SearchPilot enables SEO A/B testing on large and enterprise websites. For people just starting out experimenting with SEO testing, you might want to be able to play with more basic mathematical approaches. Before we moved to a neural network model we used an approach based on a modified version of causal impact. We have a free version of a DIY tool that uses the causal impact approach that you can play with yourself using your own data. If you want, you can jump to get the tool here. This post will walk you through how to use it, but before we do that, let’s jump back a step:

What is an SEO split test?
An SEO split test is where you make a change to your website on a subset of particular page template to see how those pages perform differently to the other half.

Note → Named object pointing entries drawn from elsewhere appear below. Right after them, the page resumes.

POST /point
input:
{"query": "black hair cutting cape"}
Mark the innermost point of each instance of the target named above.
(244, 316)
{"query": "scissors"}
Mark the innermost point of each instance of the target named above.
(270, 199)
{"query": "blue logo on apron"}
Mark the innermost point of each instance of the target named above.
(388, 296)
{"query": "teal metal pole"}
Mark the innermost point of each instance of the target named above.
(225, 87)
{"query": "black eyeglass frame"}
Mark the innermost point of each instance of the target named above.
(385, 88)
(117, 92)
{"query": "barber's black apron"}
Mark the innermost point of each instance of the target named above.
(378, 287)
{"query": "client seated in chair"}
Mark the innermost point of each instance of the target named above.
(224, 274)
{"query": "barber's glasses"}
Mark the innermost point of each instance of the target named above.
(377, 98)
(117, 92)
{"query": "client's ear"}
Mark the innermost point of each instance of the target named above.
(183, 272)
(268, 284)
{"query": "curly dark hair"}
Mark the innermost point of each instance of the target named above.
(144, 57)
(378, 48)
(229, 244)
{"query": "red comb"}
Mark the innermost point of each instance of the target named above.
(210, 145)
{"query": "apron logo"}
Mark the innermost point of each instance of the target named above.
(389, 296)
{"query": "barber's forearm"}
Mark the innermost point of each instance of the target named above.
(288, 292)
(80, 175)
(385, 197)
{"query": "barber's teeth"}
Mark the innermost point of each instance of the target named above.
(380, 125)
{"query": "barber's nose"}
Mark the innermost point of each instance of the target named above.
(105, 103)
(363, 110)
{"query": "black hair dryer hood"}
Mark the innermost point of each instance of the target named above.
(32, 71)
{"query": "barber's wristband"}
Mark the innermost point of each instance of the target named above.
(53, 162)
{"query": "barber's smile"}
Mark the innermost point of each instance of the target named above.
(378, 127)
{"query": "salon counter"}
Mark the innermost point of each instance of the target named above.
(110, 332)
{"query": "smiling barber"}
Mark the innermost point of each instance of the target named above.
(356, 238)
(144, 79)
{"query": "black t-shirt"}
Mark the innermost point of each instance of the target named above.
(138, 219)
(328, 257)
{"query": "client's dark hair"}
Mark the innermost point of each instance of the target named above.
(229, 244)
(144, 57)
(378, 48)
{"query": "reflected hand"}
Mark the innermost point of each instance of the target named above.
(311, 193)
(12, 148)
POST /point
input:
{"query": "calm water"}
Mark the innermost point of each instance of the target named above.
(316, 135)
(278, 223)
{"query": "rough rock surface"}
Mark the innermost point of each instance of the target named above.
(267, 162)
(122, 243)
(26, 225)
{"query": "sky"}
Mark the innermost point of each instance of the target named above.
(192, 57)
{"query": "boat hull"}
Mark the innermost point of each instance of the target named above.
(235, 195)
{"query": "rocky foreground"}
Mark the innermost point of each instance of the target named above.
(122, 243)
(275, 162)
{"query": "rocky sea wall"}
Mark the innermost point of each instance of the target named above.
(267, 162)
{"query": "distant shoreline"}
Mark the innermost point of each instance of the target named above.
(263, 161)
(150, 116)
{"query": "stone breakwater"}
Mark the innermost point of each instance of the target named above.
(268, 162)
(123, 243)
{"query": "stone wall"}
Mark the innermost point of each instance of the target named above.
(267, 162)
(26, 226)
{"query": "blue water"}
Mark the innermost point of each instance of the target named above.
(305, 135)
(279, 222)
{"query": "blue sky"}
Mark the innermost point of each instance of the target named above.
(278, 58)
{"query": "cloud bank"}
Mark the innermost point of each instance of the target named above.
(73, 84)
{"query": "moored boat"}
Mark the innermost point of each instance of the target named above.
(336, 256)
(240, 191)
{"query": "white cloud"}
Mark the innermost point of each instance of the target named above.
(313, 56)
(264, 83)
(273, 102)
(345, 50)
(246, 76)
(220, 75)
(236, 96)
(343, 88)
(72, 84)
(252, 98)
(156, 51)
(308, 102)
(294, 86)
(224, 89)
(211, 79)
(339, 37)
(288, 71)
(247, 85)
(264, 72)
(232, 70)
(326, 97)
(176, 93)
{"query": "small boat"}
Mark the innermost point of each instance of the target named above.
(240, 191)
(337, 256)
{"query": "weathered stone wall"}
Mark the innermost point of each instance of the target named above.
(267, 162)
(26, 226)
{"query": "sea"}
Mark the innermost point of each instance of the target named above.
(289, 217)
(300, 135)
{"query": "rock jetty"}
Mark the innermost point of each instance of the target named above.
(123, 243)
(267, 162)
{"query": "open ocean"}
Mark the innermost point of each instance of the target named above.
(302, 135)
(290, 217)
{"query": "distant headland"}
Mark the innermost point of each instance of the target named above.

For example, you might change the title tags on 50% of your product pages and see how they perform compared to the other half.
This is different from a CRO split test, where you show users different versions of the SAME page.
Time for some quick definitions
- Variant - This is the set of pages with the change. In our example the altered title tag.
- Control - This is the set of pages where we made no change.
What do you need to use this tool
You’ll need to have run (or be running) an SEO split test (see ‘How does A/B testing for SEO work?’ in this post for help). You’ll need to have separated your pages into two groups, made a change to a percentage of them and then downloaded the total organic traffic to each of the two buckets.
(One way to do this with GA is sending a hit level custom dimension which contains “control” or “variant” and then measuring organic entrances, or you could also do this, by downloading the data for each of the individual pages and then matching them to your control and variant buckets.)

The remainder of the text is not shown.